Khalil, changing your schema is one solution with certain benefits -
but it's definitely not necessary when you have the power of
PostgreSQL at your fingertips. You can solve your problem without
changing anything at all. :)
All you need is a window function:
https://www.postgresql.org/docs/9.6/static/tutorial-window.html
Here's an example which I just now tested on 9.6.3, 9.5.7, 9.4.12 and
9.3.17 (all the latest minors currently supported on RDS).
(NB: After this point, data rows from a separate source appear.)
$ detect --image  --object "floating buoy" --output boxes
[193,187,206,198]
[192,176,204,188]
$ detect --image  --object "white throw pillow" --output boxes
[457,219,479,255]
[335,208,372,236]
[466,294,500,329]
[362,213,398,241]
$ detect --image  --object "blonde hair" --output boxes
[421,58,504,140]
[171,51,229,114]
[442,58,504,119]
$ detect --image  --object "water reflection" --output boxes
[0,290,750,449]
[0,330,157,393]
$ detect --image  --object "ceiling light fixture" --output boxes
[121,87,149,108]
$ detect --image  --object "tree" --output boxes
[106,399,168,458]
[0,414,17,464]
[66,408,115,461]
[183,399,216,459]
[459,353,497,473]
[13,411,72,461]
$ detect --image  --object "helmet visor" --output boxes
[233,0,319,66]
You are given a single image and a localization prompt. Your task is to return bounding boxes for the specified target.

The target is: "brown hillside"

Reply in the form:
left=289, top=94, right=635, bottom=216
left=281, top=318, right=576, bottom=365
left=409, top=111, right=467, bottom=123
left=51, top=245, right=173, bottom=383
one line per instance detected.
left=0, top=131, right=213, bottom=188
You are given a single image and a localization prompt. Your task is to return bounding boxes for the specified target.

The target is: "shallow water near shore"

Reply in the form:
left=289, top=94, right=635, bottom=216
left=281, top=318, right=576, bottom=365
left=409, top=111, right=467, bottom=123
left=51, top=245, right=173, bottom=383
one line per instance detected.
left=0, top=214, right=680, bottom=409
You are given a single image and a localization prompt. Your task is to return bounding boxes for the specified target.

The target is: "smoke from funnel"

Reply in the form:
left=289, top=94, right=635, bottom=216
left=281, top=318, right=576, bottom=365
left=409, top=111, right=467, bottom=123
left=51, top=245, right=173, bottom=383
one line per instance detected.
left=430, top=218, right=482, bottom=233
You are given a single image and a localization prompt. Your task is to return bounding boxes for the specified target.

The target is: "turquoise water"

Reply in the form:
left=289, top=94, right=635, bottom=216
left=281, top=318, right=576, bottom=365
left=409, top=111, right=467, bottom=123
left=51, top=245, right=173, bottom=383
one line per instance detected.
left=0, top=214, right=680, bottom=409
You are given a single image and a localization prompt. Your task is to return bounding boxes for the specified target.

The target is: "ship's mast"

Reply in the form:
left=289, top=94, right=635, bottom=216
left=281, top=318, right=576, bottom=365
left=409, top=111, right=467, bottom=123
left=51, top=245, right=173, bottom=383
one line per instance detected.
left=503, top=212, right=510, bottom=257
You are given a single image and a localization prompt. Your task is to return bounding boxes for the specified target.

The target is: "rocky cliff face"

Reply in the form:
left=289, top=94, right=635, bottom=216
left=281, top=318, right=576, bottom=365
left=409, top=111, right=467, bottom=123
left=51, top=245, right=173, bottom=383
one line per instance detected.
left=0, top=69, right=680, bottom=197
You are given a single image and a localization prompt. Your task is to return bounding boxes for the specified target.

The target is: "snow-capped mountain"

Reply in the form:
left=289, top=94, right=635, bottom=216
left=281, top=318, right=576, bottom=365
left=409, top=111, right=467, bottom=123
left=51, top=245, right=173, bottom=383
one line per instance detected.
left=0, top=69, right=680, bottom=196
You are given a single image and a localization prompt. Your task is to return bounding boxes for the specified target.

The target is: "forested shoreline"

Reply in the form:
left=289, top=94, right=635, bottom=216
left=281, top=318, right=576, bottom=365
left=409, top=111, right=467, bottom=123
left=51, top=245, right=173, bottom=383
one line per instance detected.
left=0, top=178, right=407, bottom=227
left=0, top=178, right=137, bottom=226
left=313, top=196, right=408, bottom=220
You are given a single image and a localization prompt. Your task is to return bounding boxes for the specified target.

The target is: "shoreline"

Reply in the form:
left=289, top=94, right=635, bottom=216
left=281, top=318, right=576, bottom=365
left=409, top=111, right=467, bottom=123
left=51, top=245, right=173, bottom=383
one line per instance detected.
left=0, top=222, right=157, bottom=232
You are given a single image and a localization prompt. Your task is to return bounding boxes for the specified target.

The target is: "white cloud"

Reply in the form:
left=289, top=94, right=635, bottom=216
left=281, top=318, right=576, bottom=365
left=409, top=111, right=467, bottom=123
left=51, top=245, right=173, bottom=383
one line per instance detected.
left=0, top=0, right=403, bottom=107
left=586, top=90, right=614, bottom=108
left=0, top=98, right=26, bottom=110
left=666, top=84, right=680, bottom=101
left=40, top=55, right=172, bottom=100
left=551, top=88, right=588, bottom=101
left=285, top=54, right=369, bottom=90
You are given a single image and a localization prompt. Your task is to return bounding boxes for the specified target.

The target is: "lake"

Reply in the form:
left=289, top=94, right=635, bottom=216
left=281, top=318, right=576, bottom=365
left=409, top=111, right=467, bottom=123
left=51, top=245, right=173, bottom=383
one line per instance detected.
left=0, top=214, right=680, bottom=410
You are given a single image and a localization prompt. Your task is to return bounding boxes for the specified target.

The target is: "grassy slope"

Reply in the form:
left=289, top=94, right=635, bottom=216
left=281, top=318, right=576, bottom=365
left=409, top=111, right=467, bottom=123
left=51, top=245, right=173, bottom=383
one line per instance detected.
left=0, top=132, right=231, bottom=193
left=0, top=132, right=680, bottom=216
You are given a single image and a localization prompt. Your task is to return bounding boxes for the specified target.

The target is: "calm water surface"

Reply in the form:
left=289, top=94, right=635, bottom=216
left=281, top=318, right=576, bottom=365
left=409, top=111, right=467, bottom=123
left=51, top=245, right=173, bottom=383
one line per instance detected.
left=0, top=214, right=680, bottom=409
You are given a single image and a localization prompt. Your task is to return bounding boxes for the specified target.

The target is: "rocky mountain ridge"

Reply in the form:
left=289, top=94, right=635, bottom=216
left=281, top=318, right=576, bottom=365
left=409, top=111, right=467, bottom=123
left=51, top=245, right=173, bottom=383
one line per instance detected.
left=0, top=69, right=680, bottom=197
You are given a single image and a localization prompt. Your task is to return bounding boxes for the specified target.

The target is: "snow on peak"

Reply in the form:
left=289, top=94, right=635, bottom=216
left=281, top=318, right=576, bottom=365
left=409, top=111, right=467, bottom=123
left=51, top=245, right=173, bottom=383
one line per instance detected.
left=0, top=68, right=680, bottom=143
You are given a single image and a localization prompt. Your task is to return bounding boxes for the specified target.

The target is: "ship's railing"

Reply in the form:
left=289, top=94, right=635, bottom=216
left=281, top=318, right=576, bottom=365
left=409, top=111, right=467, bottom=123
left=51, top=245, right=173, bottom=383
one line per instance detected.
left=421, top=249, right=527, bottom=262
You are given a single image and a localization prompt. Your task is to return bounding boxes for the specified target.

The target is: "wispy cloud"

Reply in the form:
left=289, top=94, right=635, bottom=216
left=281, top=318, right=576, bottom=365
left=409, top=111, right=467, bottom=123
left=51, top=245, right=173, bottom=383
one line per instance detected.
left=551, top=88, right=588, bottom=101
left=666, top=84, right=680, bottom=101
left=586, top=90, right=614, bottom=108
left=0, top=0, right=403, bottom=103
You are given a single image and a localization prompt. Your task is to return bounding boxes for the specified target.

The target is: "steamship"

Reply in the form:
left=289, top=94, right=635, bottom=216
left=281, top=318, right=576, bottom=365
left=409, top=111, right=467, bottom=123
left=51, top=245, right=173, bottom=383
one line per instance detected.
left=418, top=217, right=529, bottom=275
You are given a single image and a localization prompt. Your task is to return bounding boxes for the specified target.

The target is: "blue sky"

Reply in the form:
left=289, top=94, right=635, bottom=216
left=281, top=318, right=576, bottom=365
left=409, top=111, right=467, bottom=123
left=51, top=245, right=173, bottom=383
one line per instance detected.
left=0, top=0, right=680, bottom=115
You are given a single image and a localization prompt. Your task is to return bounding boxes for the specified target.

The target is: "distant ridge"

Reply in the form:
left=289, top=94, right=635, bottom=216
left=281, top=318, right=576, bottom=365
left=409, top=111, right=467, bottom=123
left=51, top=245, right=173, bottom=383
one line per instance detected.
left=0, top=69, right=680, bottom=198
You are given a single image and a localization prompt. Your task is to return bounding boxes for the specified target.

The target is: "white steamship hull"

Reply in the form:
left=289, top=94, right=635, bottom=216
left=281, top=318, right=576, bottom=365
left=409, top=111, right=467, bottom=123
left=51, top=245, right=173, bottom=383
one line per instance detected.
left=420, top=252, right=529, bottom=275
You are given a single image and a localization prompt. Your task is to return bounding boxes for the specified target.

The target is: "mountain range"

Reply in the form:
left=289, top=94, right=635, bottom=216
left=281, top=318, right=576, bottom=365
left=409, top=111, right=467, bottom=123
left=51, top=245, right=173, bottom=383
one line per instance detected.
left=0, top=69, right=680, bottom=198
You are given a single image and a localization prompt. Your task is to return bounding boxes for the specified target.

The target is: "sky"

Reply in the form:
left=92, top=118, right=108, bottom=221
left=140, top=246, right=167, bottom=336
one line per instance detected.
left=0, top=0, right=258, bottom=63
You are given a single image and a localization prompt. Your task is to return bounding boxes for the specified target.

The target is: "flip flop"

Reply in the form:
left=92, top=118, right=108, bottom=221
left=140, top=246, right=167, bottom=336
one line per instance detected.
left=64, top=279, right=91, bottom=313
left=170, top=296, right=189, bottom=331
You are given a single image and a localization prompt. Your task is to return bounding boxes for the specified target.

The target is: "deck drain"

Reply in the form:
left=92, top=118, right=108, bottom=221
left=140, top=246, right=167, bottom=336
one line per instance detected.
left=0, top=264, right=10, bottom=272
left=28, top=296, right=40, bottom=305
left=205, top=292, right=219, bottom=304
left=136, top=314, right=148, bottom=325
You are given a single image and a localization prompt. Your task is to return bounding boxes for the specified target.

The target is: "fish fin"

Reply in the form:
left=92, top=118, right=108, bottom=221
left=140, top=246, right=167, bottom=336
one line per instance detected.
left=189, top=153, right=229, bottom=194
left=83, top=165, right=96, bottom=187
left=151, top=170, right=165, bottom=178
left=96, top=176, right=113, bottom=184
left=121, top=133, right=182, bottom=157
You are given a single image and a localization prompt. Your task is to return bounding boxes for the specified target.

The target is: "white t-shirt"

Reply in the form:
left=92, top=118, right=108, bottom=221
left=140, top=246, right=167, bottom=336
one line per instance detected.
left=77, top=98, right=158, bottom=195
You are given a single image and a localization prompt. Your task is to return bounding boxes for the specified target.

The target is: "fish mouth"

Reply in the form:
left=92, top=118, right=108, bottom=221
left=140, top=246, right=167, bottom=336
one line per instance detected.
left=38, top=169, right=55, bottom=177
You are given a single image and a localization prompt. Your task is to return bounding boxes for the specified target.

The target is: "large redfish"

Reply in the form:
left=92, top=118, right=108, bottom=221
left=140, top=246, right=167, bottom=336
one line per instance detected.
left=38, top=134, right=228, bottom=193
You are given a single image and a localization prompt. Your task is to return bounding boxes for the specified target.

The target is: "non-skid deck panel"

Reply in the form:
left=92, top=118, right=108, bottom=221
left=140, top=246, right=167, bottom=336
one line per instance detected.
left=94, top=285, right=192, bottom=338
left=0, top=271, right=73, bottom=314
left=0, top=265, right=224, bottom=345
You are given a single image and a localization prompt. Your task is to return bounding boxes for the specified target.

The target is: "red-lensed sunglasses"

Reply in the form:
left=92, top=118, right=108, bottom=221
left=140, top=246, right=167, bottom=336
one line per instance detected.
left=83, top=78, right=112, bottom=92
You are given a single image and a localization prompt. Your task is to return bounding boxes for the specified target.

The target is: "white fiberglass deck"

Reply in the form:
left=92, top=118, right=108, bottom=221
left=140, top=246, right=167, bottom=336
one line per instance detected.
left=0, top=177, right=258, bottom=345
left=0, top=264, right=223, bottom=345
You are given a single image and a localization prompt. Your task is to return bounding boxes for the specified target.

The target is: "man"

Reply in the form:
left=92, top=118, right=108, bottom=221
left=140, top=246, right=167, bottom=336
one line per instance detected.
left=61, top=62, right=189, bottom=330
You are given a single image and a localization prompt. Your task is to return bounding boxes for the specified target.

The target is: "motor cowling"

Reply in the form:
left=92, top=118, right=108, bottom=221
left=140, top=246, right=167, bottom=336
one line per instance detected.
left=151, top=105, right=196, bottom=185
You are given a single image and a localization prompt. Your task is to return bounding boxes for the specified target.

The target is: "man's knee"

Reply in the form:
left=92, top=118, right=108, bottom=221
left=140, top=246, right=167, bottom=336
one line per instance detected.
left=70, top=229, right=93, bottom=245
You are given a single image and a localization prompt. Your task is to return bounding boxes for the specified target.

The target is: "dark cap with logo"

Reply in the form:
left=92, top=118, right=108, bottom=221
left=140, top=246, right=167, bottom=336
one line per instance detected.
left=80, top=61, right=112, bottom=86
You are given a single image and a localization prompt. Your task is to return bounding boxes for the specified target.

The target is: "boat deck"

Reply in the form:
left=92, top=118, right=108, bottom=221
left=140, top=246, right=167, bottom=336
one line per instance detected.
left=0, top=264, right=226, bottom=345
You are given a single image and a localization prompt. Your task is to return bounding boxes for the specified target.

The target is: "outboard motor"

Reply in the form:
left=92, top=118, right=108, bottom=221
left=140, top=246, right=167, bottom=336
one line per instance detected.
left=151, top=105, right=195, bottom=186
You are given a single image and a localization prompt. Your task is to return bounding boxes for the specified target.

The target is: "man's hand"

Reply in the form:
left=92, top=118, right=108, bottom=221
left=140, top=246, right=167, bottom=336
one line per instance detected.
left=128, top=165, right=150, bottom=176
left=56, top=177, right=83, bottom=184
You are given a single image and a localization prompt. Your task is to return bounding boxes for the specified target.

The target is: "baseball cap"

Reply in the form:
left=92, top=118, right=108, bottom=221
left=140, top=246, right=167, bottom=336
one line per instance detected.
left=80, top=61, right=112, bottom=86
You can
try these queries on your own system; they should work anywhere.
First, I added a second user to your data set to make sure we were
handling that case correctly.
==========
create table cc_events (user_name varchar(8), agent_status
varchar(20), event_time timestamp);
insert into cc_events values
('user1', 'ready', '2017-01-01 10:00:00'),
('user1', 'talking', '2017-01-01 10:02:00'),
('user2', 'ready', '2017-01-01 10:04:00'),
('user2', 'talking', '2017-01-01 10:05:00'),
('user1', 'after_call', '2017-01-01 10:07:00'),
('user1', 'ready', '2017-01-01 10:08:00'),
('user1', 'talking', '2017-01-01 10:10:00'),
('user1', 'after_call', '2017-01-01 10:15:00'),
('user2', 'after_call', '2017-01-01 10:18:00'),
('user1', 'paused', '2017-01-01 10:20:00'),
('user2', 'paused', '2017-01-01 10:21:00');
select * from cc_events order by user_name, event_time;
==========
here's a basic window function in action:
==========
select user_name, agent_status, event_time,
lead(event_time) over (partition by user_name order by event_time)
next_event_time
from cc_events order by event_time;
user_name | agent_status | event_time | next_event_time
-----------+--------------+---------------------+---------------------
user1 | ready | 2017-01-01 10:00:00 | 2017-01-01 10:02:00
user1 | talking | 2017-01-01 10:02:00 | 2017-01-01 10:07:00
user2 | ready | 2017-01-01 10:04:00 | 2017-01-01 10:05:00
user2 | talking | 2017-01-01 10:05:00 | 2017-01-01 10:18:00
user1 | after_call | 2017-01-01 10:07:00 | 2017-01-01 10:08:00
user1 | ready | 2017-01-01 10:08:00 | 2017-01-01 10:10:00
user1 | talking | 2017-01-01 10:10:00 | 2017-01-01 10:15:00
user1 | after_call | 2017-01-01 10:15:00 | 2017-01-01 10:20:00
user2 | after_call | 2017-01-01 10:18:00 | 2017-01-01 10:21:00
user1 | paused | 2017-01-01 10:20:00 |
user2 | paused | 2017-01-01 10:21:00 |
==========
and now we just add one more column which does the subtraction to
calculate the duration:
==========
select user_name, agent_status, event_time,
lead(event_time) over (partition by user_name order by event_time)
next_event_time,
(lead(event_time) over (partition by user_name order by event_time))
- event_time as duration
from cc_events order by event_time;
user_name | agent_status | event_time | next_event_time | duration
-----------+--------------+---------------------+---------------------+----------
user1 | ready | 2017-01-01 10:00:00 | 2017-01-01 10:02:00 | 00:02:00
user1 | talking | 2017-01-01 10:02:00 | 2017-01-01 10:07:00 | 00:05:00
user2 | ready | 2017-01-01 10:04:00 | 2017-01-01 10:05:00 | 00:01:00
user2 | talking | 2017-01-01 10:05:00 | 2017-01-01 10:18:00 | 00:13:00
user1 | after_call | 2017-01-01 10:07:00 | 2017-01-01 10:08:00 | 00:01:00
user1 | ready | 2017-01-01 10:08:00 | 2017-01-01 10:10:00 | 00:02:00
user1 | talking | 2017-01-01 10:10:00 | 2017-01-01 10:15:00 | 00:05:00
user1 | after_call | 2017-01-01 10:15:00 | 2017-01-01 10:20:00 | 00:05:00
user2 | after_call | 2017-01-01 10:18:00 | 2017-01-01 10:21:00 | 00:03:00
user1 | paused | 2017-01-01 10:20:00 | |
user2 | paused | 2017-01-01 10:21:00 | |
==========
it might also be convenient to wrap the window function in a common
table expression
https://www.postgresql.org/docs/9.6/static/queries-with.html
==========
with calculate_next_events as (
select user_name, agent_status, event_time,
lead(event_time) over (partition by user_name order by event_time)
next_event_time
from cc_events order by event_time
)
select user_name, agent_status, next_event_time-event_time duration
from calculate_next_events order by event_time;
==========
Finally, if you really want to supercharge this and power-up even
more, besides temporal databases you might check out this recent blog
post about implementing a state machine in postgresql... it's really
interesting and closely related to what you're solving.
https://felixge.de/2017/07/27/implementing-state-machines-in-postgresql.html
Hope this is helpful. Great to see that you're working on PostgreSQL -
it's a powerful engine to build with!